Ces choix ne sont pas, à mon sens, contradictoires. Ils se complètent, s'enrichissent l'un l'autre. Comme Elisabeth, je préfère savoir qui parle et qui écrit. Mais il y a aussi des paroles de Quidam qui sont riches et pertinentes et des auteurs sans nom qui ont de la gueule. Rien n'empêche non plus que nos prochains Quidam s'emparent de cette rubrique pour s'exprimer en leur nom. Un espace, un de plus, est ouvert. C'est à chacun de nous d'en user comme il l'entend.A chacun de nous aussi d'entendre ceux qui disent "bas les masques" comme ceux qui n'osent pas encore lever le leur.
C'est mon opinion, rien que mon opinion. Et comme dit l'autre, je la partage !
Ugo
Rédigé par : Ugo Pandolfi | 16 octobre 2008 à 09:50
Changer les paroles ? Seulement les paroles ?
Mais… la musique aussi est fort vilaine… On a connu des flon-flons pour kermesse qui, en comparaison, étaient infiniment plus mélodieux. Il faut croire que Rouget de Lisle, à qui l'on prête non seulement d'avoir commis les paroles mais encore ce que je me refuse à appeler une musique, avait un certain don de prescience. Que dis-je ? C'était un grand devin ! Cet homme-là savait que son "œuvre" était destinée à être braillée en chœur par des hordes de bovins dopés à la bière (mais n'ayant rien à voir, cependant, avec les bœufs de Kobé) lors des heures graves comme le Mondial de foot ou le Tournoi des Six Nations… Un grand visionnaire, vous dis-je !
S'agissant d'amender les paroles de ce monument de la bande-son circassienne, la question est d'autant plus justifiée que voilà peu, on se posait celle de savoir s'il ne fallait pas réformer l'hymne de l'Ecosse, Flowers of Scotland (musicalement très réussi ma foi) en raison de certaines paroles un peu dures à l'égard de l'Angleterre. On se posait moins la question, bizarrement, au sujet du God save the Queen, qui ne fait pas toujours dans la dentelle.

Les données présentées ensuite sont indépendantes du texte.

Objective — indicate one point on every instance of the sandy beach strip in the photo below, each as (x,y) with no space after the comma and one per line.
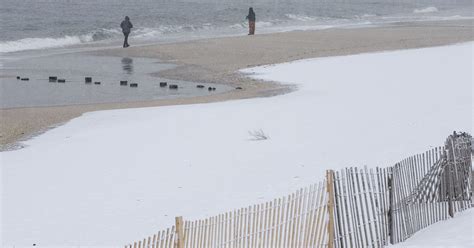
(218,60)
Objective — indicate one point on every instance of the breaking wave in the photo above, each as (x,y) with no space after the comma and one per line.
(49,42)
(300,17)
(425,10)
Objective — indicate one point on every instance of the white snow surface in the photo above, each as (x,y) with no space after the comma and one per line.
(456,232)
(111,177)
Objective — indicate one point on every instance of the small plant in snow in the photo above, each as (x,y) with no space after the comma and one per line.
(258,135)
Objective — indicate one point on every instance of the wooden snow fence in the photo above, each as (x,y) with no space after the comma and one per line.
(352,207)
(297,220)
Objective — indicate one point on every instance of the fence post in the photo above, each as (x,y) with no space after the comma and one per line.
(179,232)
(330,190)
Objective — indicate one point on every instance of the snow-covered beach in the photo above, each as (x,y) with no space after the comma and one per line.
(109,177)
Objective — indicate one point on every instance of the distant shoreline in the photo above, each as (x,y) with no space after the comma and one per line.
(218,60)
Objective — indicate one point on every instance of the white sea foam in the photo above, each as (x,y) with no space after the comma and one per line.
(50,42)
(425,10)
(300,17)
(42,43)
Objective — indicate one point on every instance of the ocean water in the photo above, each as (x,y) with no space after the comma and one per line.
(48,24)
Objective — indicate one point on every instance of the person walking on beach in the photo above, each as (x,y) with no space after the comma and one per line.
(251,18)
(126,26)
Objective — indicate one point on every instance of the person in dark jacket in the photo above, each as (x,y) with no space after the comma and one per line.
(251,18)
(126,26)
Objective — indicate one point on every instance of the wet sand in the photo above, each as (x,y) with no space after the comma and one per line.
(218,60)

Toujours est-il que, s'il faut réformer, le mieux selon moi serait, pour La Marseillaise, de jeter et le bébé et l'eau du bain. Carrément !
J'avoue préférer de très loin le Chant des partisans. Paroles et musique me conviennent beaucoup plus.
Et puisque j'y suis, si l'idée d'une rubrique Quidam n'est pas pour me déplaire, du moins au sens où l'on donne la parole au fameux citoyen "lambda", je suis un peu lasse de la "tendance soldat inconnu". C'est fort joli de respecter l'étymologie, mais ça manque de "viande" tout ça ! Crénom ! Warhol disait à peu de choses près que chacun a droit à son quart d'heure de gloire… Je ne détesterais pas -et c'est un euphémisme- lire ici un peu plus d'opinions ou de questions, endossées, assumées par leurs auteurs, qu'ils soient ou non d'illustres inconnus. Peu importe. Ceci, à ma connaissance, est un espace de liberté où l'on est seul maître de ce qu'on écrit, où l'on a la chance de n'endosser que ses propres propos. C'est rare. Et précieux. On peut choisir de se taire pour tout de bon, c'est aussi un droit. Mais lorsqu'on choisit de l'ouvrir, il est dommage de s'en tenir à un "mon nom est personne et ne vous dirait rien".
Y'en a un peu marre des "majorités silencieuses" et plus encore anonymes, de l'homme de la rue qui, à force de l'ouvrir uniquement sous couvert d'anonymat, perd toute crédibilité.
A n'avoir pas plus de visage que de nom, on finit un jour par n'avoir plus de "figure".